The Internet and The Teacher: A Conundrum

I am a bit obsessed with Booktube. Booktube, for those of you who have not fallen into the black hole and love reading, is a subcategory of Youtube wherein the primary content of the Youtubers videos is, you guessed it, books.

If you are interested in how videos are made entirely about books, here is an interesting one to get you started. Plus, Ariel is top notch as far as Booktube goes.

As I’ve been watching these videos lately, a few have made me think “hm. Maybe this a thing that I could do.” This is completely ludicrous due to the fact that nothing sounds more painful to me than making a video of myself talking, but that fact aside, my immediate second thought is, “but I’m a teacher.”

Which… sounds ridiculous. I know it sounds ridiculous. But is it really?

We are told from day 1 of entering the teacher education program, and now at least weekly in standard life, that you need to be careful what you put online. Many teacher education programs go so far as to tell you to not have online profiles at all.

You can find a slew of posts about what teachers should or should not do online. Like this one that gives dos and don’ts of social media use for educators, or this one that outlines all of the potential horrors that could befall you.

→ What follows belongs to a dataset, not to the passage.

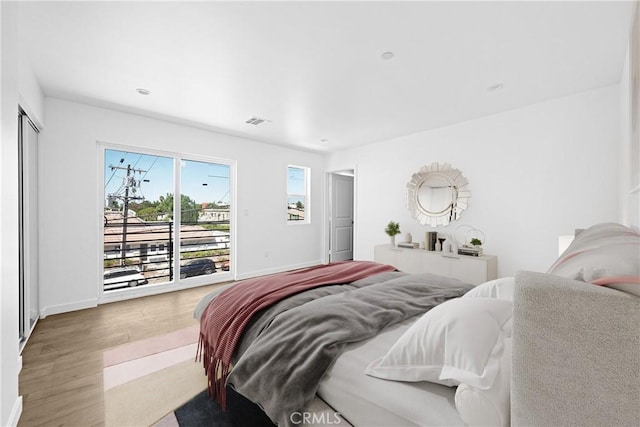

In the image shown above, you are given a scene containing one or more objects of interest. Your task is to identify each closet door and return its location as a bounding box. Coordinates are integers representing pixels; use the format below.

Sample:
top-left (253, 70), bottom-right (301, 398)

But nothing is so easy as “don’t have a profile” in the 21st century. Could you take that route? Sure. But the drawbacks of choosing this are too many to name and unrealistic if you want to interact with the modern world.

A Booktuber that I used to watch avidly went through a bit of a debacle last year after her students (she’s a librarian) found her account. Now everything is on private: her Goodreads account, her Youtube Channel, her twitter. Everything. Admittedly, she was living her life realistically on these channels. She used curse words, and talked about books she read that had adult content in them.

I can understand why students stumbling upon this content would be of some concern, but where do we draw the line?

Is our obligation to keep our profiles private? Is it to decide what social media platforms  to make available to students and which are on as heavy of lockdown as the website provides? The somewhat unspoken agreement of the profession is that once you’re a teacher, you’re a teacher 24/7, so does this mean that I should refrain from using curse words in anything I post ever, even on private accounts, in the off chance that a student were to come across it? I don’t know the answer. I don’t know that anyone has an answer that is clearly and definitively The Way To Do Things.

I do not actually want to make a Youtube channel. But what if I did?